[2.3] Exceptions while processing commissioning output cause timeouts rather than being appropriately surfaced
Affects | Status | Importance | Assigned to | Milestone | |
---|---|---|---|---|---|
MAAS |
Fix Released
|
Critical
|
Mike Pontillo |
Bug Description
When a commissioning node in MAAS sends its output to the metadata service, MAAS will often process the data upon receiving it.
For example, a bug was observed upon sending the script output to the metadata service, whereby it replied with "HTTP/1.1 400 BAD REQUEST" and closed the connection[1].
There are a few things wrong with this situation:
(1) HTTP 400 errors indicate that the *client* sent in incorrect input. If an error was returned to the client, it should have been a 500 (internal server error), since there is nothing the client can do to correct it.
(2) MAAS should surface this error in the log file and continue, rather than passing it on to the script runner (which cannot do anything about it anyway). Commissioning should not be interrupted by an internal error while processing commissioning output. (If anything, the result of the script should be changed to a "warning" icon, rather than a failure or timeout.)
(3) In the event that a commissioning node encounters a failure (such as a timeout or HTTP error) while posting results via HTTP, it should continue running the remaining scripts and then retry the POSTs for a few minutes before giving up. This way, if a MAAS API endpoint restarts in the middle of commissioning, the commissioning will not be doomed to failure.
(4) The script runner on the commissioning node should log HTTP errors appropriately, so that an observer on the console or via rsyslog can diagnose issues that occur during script runs (such as commissioning or testing).
---
Related branches
- Lee Trager (community): Approve
-
Diff: 273 lines (+162/-12)4 files modifiedsrc/metadataserver/api.py (+69/-9)

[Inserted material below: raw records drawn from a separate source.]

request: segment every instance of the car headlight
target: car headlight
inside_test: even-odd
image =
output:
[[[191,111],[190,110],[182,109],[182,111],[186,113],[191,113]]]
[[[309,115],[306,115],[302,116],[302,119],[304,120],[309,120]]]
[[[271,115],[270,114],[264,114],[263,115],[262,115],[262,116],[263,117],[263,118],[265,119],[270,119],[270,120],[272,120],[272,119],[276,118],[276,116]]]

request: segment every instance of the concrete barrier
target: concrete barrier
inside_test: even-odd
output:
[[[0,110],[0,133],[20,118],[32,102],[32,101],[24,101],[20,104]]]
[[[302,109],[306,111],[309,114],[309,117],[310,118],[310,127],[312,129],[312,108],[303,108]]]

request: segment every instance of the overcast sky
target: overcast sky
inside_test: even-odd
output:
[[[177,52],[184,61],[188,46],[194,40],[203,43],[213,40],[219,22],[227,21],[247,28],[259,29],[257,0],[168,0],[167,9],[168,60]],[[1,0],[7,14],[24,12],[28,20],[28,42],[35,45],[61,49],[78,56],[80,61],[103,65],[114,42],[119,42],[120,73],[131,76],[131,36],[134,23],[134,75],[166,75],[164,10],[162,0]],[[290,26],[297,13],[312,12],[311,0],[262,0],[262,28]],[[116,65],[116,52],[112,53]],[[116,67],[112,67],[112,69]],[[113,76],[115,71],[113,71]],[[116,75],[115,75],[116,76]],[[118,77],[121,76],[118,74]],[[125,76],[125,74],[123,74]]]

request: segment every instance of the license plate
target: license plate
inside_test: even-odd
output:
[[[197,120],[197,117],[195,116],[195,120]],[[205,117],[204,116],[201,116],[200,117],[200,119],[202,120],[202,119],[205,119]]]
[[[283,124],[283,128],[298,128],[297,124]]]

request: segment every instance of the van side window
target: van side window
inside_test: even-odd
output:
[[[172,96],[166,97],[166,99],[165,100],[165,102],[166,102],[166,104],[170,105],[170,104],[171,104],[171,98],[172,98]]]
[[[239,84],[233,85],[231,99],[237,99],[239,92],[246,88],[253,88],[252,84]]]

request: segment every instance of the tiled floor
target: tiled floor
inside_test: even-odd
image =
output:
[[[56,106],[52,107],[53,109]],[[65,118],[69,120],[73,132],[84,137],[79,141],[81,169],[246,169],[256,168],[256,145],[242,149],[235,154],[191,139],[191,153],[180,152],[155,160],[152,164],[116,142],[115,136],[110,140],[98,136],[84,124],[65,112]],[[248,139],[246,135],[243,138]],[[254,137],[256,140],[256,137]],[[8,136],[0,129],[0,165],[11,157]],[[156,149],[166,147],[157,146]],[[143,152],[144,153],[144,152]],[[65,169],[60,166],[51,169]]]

src/metadataserver/models/scriptresult.py (+9/-2)
src/metadataserver/models/tests/test_scriptresult.py (+25/-1)
src/metadataserver/tests/test_api.py (+59/-0)
summary: |
- [2.3] Errors while post-processing commissioning output should not cause - commissioning to time out + [2.3] Exceptions while processing commissioning output cause timeouts + rather than being appropriately surfaced |
Changed in maas: | |
milestone: | none → 2.3.0 |
Changed in maas: | |
milestone: | 2.3.0 → 2.3.0beta2 |
Changed in maas: | |
assignee: | nobody → Mike Pontillo (mpontillo) |
milestone: | 2.3.0beta2 → 2.3.0beta3 |
Changed in maas: | |
assignee: | Mike Pontillo (mpontillo) → nobody |
Changed in maas: | |
assignee: | nobody → Mike Pontillo (mpontillo) |
Changed in maas: | |
status: | Triaged → In Progress |
Changed in maas: | |
status: | In Progress → Fix Committed |
Changed in maas: | |
status: | Fix Committed → Fix Released |
For the record, not every element described in the bug was fixed for this this issue.
MAAS will now print a traceback in the logs, and raise node event in the following cases:
(1) Post-processing of a commissioning script fails
(2) Setting the default storage layout fails
(3) Setting the default networking configuration fails
(4) Recalculating the node tags
The first three issues will cause the node to transition to "Failed Commissioning".
In the case of (1), commissioning will continue, and commissioning script output will be recorded in the database so that the error can be investigated.